El infierno

HAY cosas inexplicables. Ni la intuición, ni la razón que ordena las palabras otorgando fisicidad a los sentimientos, ni la filosofía, ni la ciencia, ni Dios. Le observo. Detengo la imagen. Pero soy incapaz de acercarme ni siquiera por un instante al lugar donde se alejó para siempre de los demás, de todos nosotros. José Bretón. El gran desconocido. Porque un hijo es lo más sagrado, el amor constante, incondicional, absoluto. Su dolor te abraza con mucha más fuerza que el tuyo, su llanto, su vulnerabilidad, sus miedos, sus preguntas. Por un hijo renuncias a casi todo. Y te entregas, con las muñecas esposadas, para salvarlo de cualquier duda. Padres e hijos son capaces de romper diálogo y convivencia por no compartir formas de ver la vida. Capaces de retirarse la palabra. Y los besos. La herencia. El apellido. Capaces de renegar de un pasado común. Pero son adultos, y más o menos, independientes.
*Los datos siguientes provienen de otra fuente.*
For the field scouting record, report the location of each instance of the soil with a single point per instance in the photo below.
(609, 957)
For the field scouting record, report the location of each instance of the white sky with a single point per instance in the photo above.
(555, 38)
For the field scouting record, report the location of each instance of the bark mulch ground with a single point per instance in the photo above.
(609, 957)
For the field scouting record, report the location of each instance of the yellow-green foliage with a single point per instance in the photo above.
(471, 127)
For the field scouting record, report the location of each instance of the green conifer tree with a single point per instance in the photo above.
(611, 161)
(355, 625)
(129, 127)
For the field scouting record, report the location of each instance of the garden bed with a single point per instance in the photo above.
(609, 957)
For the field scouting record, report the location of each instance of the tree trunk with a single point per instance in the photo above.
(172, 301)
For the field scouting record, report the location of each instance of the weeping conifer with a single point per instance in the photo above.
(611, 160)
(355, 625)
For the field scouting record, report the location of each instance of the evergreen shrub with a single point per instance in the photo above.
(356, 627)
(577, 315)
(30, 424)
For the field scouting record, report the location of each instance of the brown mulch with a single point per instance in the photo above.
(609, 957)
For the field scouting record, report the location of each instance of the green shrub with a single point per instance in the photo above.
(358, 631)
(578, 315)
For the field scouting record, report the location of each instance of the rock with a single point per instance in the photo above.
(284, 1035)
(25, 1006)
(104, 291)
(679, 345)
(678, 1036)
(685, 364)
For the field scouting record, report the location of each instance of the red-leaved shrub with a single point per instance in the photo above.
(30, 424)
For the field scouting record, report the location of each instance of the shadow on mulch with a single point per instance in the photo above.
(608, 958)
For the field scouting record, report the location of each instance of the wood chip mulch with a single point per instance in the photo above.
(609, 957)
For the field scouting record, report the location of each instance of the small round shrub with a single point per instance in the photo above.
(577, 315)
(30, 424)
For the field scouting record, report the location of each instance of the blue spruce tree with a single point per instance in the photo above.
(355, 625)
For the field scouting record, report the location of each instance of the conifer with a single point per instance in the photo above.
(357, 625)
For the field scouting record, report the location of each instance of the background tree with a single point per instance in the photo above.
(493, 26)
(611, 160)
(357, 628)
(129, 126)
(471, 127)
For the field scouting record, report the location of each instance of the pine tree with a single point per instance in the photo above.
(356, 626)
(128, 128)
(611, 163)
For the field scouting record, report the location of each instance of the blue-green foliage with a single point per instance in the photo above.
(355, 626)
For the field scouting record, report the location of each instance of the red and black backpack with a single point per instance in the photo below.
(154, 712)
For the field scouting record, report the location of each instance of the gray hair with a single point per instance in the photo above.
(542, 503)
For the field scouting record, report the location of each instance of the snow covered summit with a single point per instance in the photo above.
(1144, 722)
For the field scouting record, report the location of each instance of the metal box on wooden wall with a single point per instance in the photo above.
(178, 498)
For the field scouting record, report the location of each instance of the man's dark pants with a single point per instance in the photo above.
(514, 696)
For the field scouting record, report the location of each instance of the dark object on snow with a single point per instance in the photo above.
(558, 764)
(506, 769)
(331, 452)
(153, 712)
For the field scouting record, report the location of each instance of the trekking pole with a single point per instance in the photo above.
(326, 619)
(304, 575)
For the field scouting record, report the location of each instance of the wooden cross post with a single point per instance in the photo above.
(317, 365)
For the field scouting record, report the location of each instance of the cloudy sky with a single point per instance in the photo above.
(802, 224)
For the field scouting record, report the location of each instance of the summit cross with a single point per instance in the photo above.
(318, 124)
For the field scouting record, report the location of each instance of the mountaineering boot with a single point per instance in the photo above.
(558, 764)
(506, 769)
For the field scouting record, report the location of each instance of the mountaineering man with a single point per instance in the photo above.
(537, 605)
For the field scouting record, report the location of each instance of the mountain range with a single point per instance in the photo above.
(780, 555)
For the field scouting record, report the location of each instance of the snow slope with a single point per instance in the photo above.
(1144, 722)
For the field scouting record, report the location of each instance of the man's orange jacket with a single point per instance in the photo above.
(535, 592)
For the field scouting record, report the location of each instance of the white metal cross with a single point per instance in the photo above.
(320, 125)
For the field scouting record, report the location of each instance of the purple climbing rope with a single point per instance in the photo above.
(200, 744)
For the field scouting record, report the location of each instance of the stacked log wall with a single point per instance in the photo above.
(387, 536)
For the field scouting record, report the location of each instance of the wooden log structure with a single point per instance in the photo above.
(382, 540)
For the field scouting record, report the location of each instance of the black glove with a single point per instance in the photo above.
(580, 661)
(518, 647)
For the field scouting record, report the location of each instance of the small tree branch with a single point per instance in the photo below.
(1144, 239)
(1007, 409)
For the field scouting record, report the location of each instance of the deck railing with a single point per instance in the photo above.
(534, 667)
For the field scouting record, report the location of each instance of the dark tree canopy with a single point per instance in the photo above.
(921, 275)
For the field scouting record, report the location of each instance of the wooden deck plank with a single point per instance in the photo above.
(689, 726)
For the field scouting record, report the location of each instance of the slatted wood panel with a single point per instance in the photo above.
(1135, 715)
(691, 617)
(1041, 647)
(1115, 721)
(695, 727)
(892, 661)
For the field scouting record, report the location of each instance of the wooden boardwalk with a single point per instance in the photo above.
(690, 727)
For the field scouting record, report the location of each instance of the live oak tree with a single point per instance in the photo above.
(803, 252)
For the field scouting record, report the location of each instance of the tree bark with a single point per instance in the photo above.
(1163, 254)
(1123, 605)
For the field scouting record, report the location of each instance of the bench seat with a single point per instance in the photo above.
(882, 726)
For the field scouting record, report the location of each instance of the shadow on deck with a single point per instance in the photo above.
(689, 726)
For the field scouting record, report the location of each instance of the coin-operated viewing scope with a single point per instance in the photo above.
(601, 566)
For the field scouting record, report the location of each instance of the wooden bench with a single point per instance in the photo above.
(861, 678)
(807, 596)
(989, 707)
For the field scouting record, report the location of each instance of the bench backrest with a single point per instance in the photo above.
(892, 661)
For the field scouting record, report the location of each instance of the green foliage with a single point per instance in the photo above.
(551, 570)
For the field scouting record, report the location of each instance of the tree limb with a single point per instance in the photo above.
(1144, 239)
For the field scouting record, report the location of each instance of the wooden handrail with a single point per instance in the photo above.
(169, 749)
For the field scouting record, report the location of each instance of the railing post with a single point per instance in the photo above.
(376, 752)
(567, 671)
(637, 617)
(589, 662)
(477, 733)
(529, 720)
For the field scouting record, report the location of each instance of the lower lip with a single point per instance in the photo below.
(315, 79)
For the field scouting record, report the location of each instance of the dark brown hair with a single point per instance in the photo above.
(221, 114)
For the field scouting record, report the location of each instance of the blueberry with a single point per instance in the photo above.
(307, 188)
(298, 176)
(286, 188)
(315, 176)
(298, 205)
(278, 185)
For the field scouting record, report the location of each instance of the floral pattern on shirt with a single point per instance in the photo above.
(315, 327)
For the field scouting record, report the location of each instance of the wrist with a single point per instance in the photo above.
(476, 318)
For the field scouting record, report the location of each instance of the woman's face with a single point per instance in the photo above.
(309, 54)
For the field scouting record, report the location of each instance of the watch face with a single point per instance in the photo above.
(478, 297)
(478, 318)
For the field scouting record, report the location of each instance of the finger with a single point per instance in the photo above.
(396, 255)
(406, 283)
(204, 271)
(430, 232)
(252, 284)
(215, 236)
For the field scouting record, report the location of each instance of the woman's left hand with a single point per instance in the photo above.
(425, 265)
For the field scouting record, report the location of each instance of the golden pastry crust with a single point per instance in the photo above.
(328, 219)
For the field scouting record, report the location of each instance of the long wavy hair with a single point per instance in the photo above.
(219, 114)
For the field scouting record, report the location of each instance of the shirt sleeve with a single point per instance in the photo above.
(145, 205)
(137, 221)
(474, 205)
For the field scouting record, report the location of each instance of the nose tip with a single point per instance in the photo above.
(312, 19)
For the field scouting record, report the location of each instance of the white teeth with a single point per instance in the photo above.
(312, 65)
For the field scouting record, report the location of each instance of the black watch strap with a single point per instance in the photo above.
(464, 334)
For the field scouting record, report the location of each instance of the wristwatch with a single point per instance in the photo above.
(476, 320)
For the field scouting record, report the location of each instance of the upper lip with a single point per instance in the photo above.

Pero los niños no. Los niños son confiados. Inocentes. Completamente dependientes. Y necesitan tu mirada de aprobación para moverse por el mundo. Para definirse. Hasta ese día en que no necesitan ponerse de puntillas para mirarse al espejo y reconocerse. Para imponerse o para afrontar la soledad. Porque los Reyes son los padres. Y llenan el árbol de ilusiones navidad tras navidad, aunque no puedan comprarse ni un par de calcetines. Son mágicos. Son súper héroes. Como el ratoncito Pérez, que sabe que se te va a caer ese diente antes que tú y es capaz de recorrerse el mundo para hurgar debajo de tu almohada. O Papá Noel, que no se muere nunca. Pues no. Él no. Él es un monstruo. Como el de las peores pesadillas. Capaz de pactar con el hombre del saco un secuestro que nunca existió para acabar con las risas, con los juegos, con las caricias, para siempre. Condenando al infierno a todos los de su alrededor, que nunca más podrán quitarse de la cabeza la última vez que los vieron. El último adiós. Y él, en su victoria, mantiene la calma. Con el poder que le otorga haber provocado voluntariamente el dolor eterno en los demás. Porque desde su encierro, controla la muerte en vida de su ex mujer aún más que cuando convivía con ella. Ahora sabe que jamás podrá volver a respirar, a mirar, a ver, a caminar, sin pensar en ellos. En él. En otra vida. Incomprensible ¿no? Ruth Ortiz protege su alma y su memoria en el juicio tras un biombo. Para no acumular más imágenes que olvidar. Para no volverse loca.